Há medida que subia a outras paisagens, debaixo do olhar atento da lua, um caminho sem fim, vislumbrou-se diante de si: estreito ao primeiro olhar, mas largo no horizonte, serpenteava por entre as nuvens, num convite à ascensão.
Pé ante pé, quase saltitando, ela percorreu o que lhe pareceu um jardim encantado, cheio de flores de imensas cores, de árvores frondosas que envolviam um lago sereno, onde se reflectiam os raios dourados da luz da noite.
Olhou o céu, e estrelas pequeninas que pareciam pontinhos brilhantes suspensos por mágicas mãos, sorriam e rodopiavam de alegria, numa linguagem sem forma, de viva emoção.
Passeou junto ao lago sem, aparente, companhia, mas numa conversa interior, animada, com a natureza, com o universo, com Deus…

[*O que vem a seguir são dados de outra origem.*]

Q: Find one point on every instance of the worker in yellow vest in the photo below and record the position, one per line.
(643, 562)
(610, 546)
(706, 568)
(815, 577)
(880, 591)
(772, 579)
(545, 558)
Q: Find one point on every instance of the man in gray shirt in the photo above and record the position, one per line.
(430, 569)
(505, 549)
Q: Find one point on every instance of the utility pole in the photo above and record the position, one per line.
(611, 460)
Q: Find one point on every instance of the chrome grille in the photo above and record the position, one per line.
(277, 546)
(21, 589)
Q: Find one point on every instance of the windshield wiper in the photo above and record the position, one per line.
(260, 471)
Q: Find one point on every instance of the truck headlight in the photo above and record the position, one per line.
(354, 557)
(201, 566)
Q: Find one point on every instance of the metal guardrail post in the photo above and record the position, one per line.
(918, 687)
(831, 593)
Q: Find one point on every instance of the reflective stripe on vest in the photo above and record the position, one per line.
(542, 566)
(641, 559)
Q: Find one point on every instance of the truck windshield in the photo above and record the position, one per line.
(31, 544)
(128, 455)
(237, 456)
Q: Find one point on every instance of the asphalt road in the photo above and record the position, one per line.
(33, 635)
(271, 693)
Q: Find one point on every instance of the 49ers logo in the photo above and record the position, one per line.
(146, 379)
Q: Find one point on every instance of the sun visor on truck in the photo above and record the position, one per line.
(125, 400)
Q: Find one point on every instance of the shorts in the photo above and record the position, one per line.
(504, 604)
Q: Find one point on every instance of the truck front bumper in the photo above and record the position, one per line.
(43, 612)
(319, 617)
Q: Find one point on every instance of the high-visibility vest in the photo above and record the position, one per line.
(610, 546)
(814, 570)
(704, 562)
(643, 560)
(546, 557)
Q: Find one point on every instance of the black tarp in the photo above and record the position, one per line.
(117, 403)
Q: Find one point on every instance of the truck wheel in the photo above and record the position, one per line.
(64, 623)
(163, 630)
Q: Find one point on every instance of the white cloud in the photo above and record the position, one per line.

E há medida que as horas passavam, que mais pareciam meses e anos, mas na realidade piscar de olhos na eternidade, ela percebeu que nada importa ser feito, nada conta senão o amor, aquele amor que inunda as veias da alma, aquele amor que inspira a trabalhar cada vez mais, pela transformação…de si mesma.
O tempo perdeu o seu tempo e sentido. O antes e o depois uniram-se num caminho apenas, e sem horas para chegar ou partir, ali ficou…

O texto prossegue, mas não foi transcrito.